“ Scène de Moustiers ” part du général pour progresser vers le particulier, exprimé à travers deux scènes. D’une part, un événement particulier concret concerne la représentation d’un ours, de façon anecdotique sur le plan de l’énoncé. D’autre part, une autre situation particulière s’établit au niveau de l’énonciation, entre deux interlocuteurs. Mais le présent de l’indicatif n’exprime pas l’actualité de lui même : il la signifie en contexte.
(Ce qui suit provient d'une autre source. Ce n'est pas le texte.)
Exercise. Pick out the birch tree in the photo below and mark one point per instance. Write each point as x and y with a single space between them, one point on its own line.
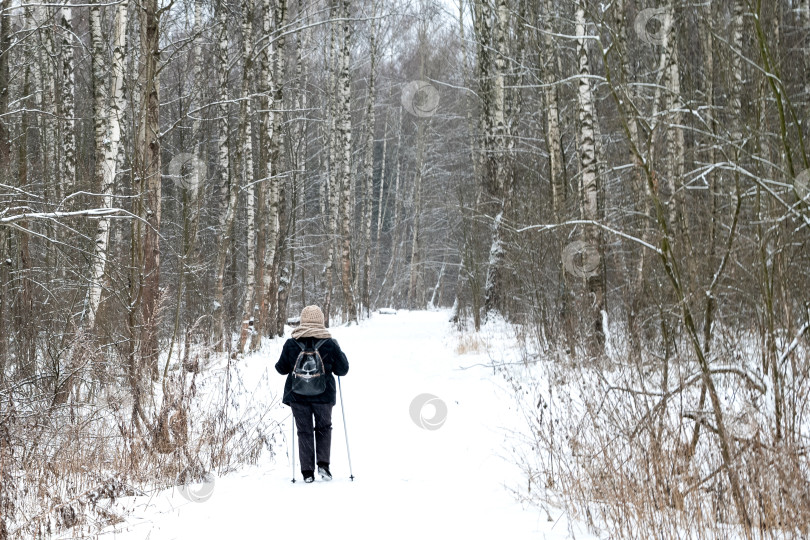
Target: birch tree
369 164
67 100
148 180
345 130
245 162
226 219
589 171
109 106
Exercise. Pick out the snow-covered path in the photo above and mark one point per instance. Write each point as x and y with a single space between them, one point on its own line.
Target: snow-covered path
410 482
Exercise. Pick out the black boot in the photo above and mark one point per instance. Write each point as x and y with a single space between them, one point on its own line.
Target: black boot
323 470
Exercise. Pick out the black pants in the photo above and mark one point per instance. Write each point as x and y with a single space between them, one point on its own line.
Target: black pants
312 437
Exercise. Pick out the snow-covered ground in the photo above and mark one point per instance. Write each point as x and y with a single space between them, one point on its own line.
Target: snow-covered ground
450 473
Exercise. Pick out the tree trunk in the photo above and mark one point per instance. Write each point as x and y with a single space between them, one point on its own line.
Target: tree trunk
553 134
332 180
369 167
269 203
590 178
346 166
245 162
148 170
5 165
226 219
496 166
108 110
68 100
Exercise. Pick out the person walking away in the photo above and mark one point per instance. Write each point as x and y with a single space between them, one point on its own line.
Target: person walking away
310 359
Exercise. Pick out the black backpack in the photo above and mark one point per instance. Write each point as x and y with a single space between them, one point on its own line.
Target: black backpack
309 375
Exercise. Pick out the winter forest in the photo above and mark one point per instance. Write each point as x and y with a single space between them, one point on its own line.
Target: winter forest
624 184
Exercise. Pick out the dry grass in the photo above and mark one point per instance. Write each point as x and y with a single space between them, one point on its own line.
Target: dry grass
608 445
63 467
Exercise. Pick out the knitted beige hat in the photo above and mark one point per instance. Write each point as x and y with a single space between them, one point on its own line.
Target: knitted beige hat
311 315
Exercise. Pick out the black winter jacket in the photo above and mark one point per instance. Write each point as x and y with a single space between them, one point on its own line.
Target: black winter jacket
334 361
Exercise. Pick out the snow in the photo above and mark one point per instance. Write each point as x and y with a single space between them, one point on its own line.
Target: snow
432 453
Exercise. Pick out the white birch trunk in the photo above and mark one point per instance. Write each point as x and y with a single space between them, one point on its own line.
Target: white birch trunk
497 167
108 114
589 171
246 164
369 167
332 181
346 165
226 219
68 101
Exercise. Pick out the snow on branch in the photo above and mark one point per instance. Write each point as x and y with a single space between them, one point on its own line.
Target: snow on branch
91 213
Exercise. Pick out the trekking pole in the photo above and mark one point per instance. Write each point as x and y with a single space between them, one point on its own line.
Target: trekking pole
345 431
293 446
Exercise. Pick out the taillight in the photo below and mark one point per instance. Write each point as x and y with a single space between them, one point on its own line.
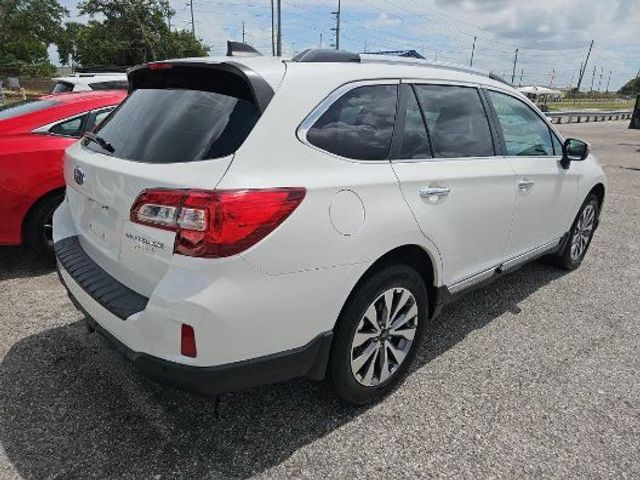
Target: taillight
216 223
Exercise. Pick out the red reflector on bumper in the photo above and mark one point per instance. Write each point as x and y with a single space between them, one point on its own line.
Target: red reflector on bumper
188 341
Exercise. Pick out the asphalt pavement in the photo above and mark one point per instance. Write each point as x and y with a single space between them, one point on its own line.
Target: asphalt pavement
534 376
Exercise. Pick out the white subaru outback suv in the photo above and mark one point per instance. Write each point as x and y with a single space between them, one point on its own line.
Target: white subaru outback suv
243 220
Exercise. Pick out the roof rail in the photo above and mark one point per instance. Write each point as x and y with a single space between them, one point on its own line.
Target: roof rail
338 56
239 49
388 59
326 55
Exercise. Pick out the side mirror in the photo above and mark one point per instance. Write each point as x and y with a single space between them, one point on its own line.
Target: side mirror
573 150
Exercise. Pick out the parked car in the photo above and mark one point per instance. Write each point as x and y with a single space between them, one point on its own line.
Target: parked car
86 82
33 136
240 221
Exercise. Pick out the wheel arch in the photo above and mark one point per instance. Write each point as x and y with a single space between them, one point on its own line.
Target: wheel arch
416 257
599 191
34 206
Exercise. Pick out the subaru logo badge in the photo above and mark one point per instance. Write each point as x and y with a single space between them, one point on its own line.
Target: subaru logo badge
78 175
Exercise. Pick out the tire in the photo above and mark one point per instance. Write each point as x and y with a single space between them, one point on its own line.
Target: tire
39 225
356 371
580 235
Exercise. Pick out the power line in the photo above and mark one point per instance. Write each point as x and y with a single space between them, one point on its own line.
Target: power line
337 27
279 37
193 22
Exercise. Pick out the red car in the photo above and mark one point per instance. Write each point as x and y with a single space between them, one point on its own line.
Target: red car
33 137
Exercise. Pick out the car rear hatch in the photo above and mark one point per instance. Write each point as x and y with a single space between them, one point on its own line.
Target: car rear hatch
178 128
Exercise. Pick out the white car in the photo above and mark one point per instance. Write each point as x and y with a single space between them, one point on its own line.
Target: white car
85 82
239 221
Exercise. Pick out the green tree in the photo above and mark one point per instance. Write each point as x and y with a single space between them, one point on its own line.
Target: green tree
124 33
632 87
27 27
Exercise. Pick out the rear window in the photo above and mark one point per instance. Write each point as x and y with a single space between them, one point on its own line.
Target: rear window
171 125
22 108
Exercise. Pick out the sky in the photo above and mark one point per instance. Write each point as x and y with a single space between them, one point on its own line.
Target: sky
552 36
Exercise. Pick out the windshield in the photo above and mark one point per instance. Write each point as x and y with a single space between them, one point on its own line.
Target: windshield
176 125
22 108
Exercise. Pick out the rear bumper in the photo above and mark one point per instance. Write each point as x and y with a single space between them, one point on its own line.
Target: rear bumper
309 360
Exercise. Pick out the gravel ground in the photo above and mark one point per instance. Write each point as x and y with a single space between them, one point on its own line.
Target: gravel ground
537 375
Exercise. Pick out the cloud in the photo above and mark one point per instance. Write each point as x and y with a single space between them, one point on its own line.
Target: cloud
383 20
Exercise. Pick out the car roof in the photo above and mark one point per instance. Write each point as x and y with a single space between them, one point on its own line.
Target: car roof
271 69
370 67
69 98
66 105
91 78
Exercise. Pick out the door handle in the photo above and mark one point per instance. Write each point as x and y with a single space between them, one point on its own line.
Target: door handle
439 192
525 184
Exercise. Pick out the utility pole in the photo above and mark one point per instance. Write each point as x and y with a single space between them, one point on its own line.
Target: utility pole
515 64
473 50
573 76
584 67
337 27
279 37
193 22
273 31
600 80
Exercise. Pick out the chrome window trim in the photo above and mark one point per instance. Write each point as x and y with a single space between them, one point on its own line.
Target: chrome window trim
328 101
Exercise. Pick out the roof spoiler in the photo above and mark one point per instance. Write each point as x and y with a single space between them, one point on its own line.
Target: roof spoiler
239 49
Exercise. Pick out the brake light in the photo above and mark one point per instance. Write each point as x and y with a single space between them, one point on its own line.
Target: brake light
188 341
216 223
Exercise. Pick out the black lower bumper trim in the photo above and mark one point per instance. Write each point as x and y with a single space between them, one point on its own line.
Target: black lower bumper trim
309 360
102 287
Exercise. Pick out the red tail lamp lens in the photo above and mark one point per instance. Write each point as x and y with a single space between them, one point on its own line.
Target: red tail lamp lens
217 223
188 341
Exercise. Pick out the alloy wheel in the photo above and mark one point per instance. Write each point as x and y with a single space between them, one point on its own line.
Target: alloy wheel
582 232
384 337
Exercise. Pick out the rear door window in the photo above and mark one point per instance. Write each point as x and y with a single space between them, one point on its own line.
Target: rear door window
167 125
525 133
359 125
457 121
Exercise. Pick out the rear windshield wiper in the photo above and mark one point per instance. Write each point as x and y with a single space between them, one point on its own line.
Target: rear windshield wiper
100 141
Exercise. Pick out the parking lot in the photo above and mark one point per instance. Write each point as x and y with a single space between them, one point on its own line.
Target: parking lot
536 375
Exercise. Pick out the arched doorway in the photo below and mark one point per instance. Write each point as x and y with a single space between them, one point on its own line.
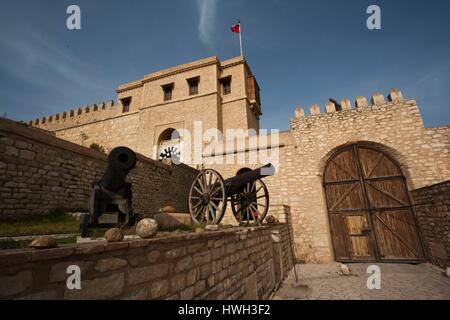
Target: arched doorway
169 145
369 207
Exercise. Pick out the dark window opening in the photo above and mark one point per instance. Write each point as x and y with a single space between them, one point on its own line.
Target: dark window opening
126 102
168 88
226 85
193 85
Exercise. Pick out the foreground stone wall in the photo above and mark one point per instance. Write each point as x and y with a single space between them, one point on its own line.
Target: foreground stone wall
432 208
40 173
393 125
230 264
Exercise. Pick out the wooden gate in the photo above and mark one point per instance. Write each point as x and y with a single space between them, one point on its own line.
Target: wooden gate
369 208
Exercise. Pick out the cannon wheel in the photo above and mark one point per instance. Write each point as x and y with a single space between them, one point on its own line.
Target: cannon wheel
207 198
251 204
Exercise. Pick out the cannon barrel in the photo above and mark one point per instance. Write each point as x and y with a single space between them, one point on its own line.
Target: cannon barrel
234 185
121 161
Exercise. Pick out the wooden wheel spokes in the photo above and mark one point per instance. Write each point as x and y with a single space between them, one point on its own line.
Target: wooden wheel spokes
251 204
207 198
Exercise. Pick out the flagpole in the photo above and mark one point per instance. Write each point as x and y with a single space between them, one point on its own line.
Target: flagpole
240 38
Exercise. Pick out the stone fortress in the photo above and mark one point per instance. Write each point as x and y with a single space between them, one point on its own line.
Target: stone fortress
347 178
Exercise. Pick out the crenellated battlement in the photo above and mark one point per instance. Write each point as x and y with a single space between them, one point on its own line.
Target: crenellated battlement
78 116
376 100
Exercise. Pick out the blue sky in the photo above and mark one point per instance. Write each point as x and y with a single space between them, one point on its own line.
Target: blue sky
302 52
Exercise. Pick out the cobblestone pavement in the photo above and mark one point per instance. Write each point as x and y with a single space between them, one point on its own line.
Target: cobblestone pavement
398 281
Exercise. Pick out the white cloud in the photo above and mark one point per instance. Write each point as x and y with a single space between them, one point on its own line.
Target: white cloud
207 11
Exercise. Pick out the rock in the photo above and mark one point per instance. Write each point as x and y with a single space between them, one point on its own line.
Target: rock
345 270
114 235
199 230
147 228
166 221
168 209
45 242
212 227
272 220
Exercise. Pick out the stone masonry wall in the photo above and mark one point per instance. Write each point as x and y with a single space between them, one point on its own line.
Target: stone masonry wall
432 208
394 126
40 173
230 264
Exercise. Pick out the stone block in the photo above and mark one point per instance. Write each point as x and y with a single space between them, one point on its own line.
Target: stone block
58 272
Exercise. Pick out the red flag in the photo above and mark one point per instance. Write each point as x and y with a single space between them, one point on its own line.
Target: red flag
236 28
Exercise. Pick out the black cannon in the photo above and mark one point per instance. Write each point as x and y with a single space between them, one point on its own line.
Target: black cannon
112 194
246 192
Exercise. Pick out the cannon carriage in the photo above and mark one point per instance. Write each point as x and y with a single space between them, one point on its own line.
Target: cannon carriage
246 192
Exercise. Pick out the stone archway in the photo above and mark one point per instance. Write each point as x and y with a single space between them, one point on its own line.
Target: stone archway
369 208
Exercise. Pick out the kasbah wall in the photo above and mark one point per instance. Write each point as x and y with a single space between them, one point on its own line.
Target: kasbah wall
392 124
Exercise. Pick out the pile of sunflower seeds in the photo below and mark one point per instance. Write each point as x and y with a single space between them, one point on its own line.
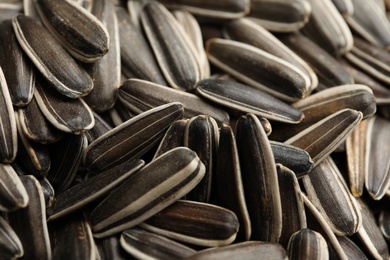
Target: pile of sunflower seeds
183 129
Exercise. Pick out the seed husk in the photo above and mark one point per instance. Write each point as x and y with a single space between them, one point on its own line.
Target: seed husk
131 139
171 46
79 32
258 68
195 223
259 179
48 57
159 184
142 244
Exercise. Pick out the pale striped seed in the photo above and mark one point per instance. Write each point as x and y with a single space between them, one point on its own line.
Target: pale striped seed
294 216
195 223
142 244
136 55
247 31
307 244
68 115
228 9
328 28
133 93
328 192
77 30
259 179
250 250
171 46
229 188
280 15
80 195
322 138
10 245
159 184
30 223
377 178
49 58
8 131
131 139
105 72
258 68
246 99
16 66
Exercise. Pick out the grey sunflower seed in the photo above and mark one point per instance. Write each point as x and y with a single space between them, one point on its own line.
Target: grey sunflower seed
259 179
171 46
106 72
142 244
12 192
8 131
307 244
80 32
148 192
322 138
16 66
250 250
137 57
72 237
30 224
258 68
247 99
131 139
327 190
132 94
377 178
10 245
49 57
229 189
88 191
280 15
195 223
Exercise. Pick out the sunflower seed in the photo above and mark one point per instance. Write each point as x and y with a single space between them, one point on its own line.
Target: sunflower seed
145 245
258 68
250 250
16 66
131 139
259 178
132 94
307 244
195 223
79 32
148 192
49 58
30 224
80 195
280 15
246 99
171 46
12 192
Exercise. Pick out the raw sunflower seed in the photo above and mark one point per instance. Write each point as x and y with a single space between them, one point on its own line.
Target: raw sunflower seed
49 58
159 184
131 139
16 66
280 15
307 244
258 68
145 245
80 32
171 46
259 178
133 93
195 223
248 100
30 223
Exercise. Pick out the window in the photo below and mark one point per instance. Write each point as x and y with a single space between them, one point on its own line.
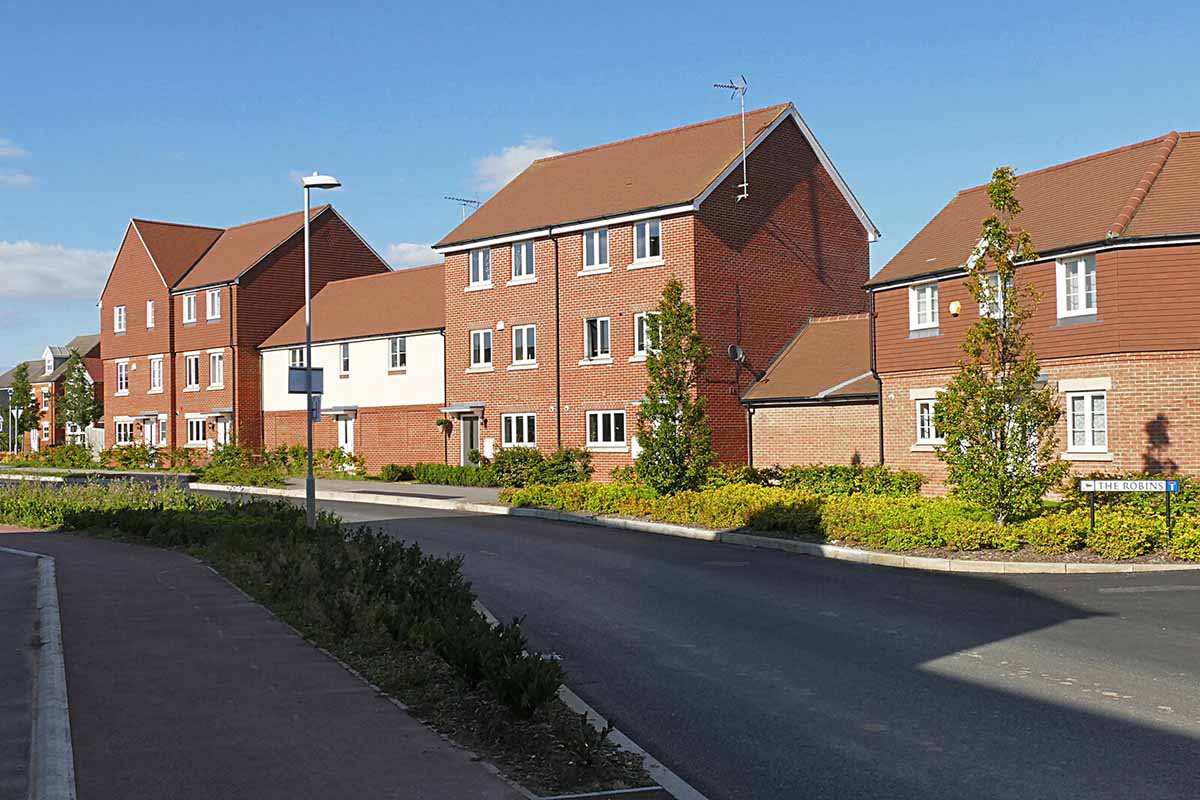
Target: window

C’est avant tout le contexte qui détermine la valeur temporelle du procès car il donne des instructions de temps sous la forme d’adverbes, d’adjectifs, de compléments... : “ [...] il s’agit des valeurs, non pas du verbe au présent lui-même, mais de l’énoncé dans lequel se trouve le verbe au présent. En d’autres termes, ce n’est pas le verbe au présent qui signifierait expressément telle ou telle valeur temporelle, mais c’est l’énoncé au présent qui serait situé dans le temps par l’une ou l’autre de ses données énonciatives. Et par ses données énonciatives, il faut entendre soit un élément de son contexte antérieur, soit la situation énonciative elle-même dans laquelle il apparaît, soit enfin la situation référentielle désignée par son contenu ” 581 . Les deux valeurs essentielles, la particularisation et la généralisation, s’appuient ainsi sur des éléments linguistiques précis de l’énoncé : indicateurs temporels, marques de l’énonciation, composante rhétorique, détermination nominale en sont les principaux. C’est l’expression “ à tout moment ” qui déclenche une lecture généralisante, tandis que “ voici ” et “ hier ” suscitent une interprétation spécifique, signifiée également par la présence de la seconde personne du singulier. Si un seul indicateur temporel suffit parfois, c’est souvent la conjonction de plusieurs instructions de ce type qui déterminent la tendance spécifique ou la tendance générique d’une lecture.
On voit donc bien désormais comment peut se faire le passage d’un présent particulier, plus ou moins actuel si on conserve ce terme traditionnel, à un présent généralisant.
Christian Touratier, op. cit., p. 87.